Before we explain exactly why you should get the flu shot, you need to know how flu shots work and the truth behind one huge misconception — that the flu shot gives you the flu.

This is absolutely incorrect. While you may have side effects from the flu shot like sore muscles where the shot was given or a low fever, the flu shot will not give you the symptoms of the virus (high fever, full body aches and chills, etc.). It’s possible that you may still contract the flu after you get the vaccine, but the flu shot does not cause the flu itself.

Getting the flu shot is safe for the average healthy person. A vaccine causes antibodies to develop about two weeks after vaccination, which will help protect you against the viruses included in the vaccine. Researchers study to determine which flu viruses will be most common each year and then include those in the vaccine. Different flu shots are approved for different age groups, and it’s recommended that all vaccines be given via needle, rather than the completely ineffective nasal spray that was all the rage a couple of years ago (and ended up doing nothing to prevent the flu).

Because the flu shot effectiveness and your own response to the vaccine will change every year, the CDC recommends that everyone get vaccinated annually.

Why Get a Flu Shot at All?

Okay, but if the flu shot is only 50 percent effective, why should I get the flu shot? What’s the point?

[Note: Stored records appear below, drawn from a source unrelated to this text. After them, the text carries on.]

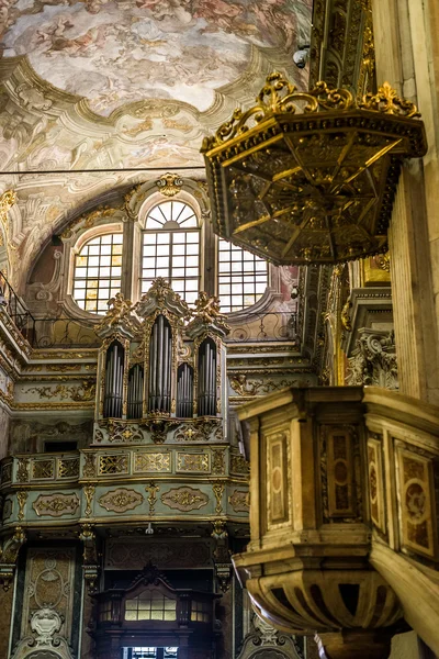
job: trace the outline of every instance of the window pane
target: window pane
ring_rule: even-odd
[[[255,304],[268,283],[264,260],[227,241],[218,241],[218,295],[225,313]]]
[[[106,302],[121,290],[122,241],[122,234],[97,236],[76,256],[72,297],[81,309],[105,313]]]
[[[161,223],[160,228],[153,220]],[[187,302],[193,303],[199,291],[199,254],[198,217],[189,204],[166,201],[151,209],[143,235],[142,292],[156,277],[164,277]]]

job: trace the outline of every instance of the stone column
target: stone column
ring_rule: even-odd
[[[14,589],[11,587],[8,590],[0,588],[0,657],[9,657],[9,634],[11,629],[12,601]]]
[[[316,636],[320,659],[387,659],[392,633],[386,629],[350,630]]]
[[[418,104],[429,149],[403,167],[391,228],[395,340],[402,393],[439,403],[439,8],[372,0],[376,77]]]

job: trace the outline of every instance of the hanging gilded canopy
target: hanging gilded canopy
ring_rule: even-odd
[[[257,105],[204,139],[215,233],[275,265],[385,252],[402,161],[427,149],[418,116],[389,83],[358,103],[271,74]]]

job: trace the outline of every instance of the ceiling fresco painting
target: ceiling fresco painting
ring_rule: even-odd
[[[18,198],[15,263],[32,267],[52,234],[154,176],[123,168],[204,178],[203,137],[251,104],[269,72],[307,87],[292,55],[309,41],[312,4],[0,0],[0,170],[11,172],[0,194]],[[74,174],[95,169],[114,174]]]
[[[109,115],[145,98],[207,110],[214,90],[245,71],[251,46],[289,52],[306,40],[309,3],[18,0],[3,14],[4,57],[26,55],[44,80]]]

This is where the saving lives part comes in. Choosing to get the flu shot yourself may or may prevent you from getting the virus, but it is a choice that can save the lives of thousands who can’t receive the shot themselves — and, if they were to contract the flu, would likely die from it.

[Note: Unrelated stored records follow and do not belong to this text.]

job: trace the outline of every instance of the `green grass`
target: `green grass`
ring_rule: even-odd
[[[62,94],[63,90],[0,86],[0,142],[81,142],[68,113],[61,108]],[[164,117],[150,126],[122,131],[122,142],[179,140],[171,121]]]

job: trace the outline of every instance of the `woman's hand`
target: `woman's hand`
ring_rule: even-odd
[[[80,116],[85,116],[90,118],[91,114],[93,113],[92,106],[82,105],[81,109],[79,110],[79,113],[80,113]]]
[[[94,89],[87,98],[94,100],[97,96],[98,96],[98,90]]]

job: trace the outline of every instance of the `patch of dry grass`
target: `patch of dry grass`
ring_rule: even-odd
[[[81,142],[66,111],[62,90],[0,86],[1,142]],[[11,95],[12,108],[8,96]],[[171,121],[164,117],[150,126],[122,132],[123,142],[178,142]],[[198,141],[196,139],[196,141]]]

This is called the “herd immunity” theory. When enough people get the flu vaccine and reduce the likelihood of it spreading, those who are at most risk of death from the disease are less likely to get it and, therefore, more protected. This includes the elderly, infants under six months old and anyone who is severely immuno-compromised, like those with cancer and other serious illnesses.

So, by choosing to get the flu shot, you become a “flu superhero” — helping to save the lives of those too vulnerable to protect themselves from influenza.

Seems pretty straightforward, right?

But what if we told you that only 31 percent of adults aged 18-49 receive the flu vaccination?

In 2014, more than 55,000 people died from influenza and its related complication, pneumonia. The CDC estimates that each year, the U.S. experiences:

  • 2–60.8 million cases of the flu
  • 140,000–710,000 hospitalizations due to flu
  • 12,000–15,000 deaths due to flu

Still not convinced why you should get the flu shot? How about these stats — in 2015-16 alone, people getting their flu vaccine prevented:

  • 1 million cases of the flu
  • 5 million influenza-associated medical visits
  • 71,000 hospitalizations due to the flu
  • 3,000 flu-related deaths

Clearly, the flu shot is doing something right — and you can, too. By powering through a little arm soreness, you can help millions of people. Even better? You can get a flu shot just about anywhere, from your doctor’s office to your local pharmacy.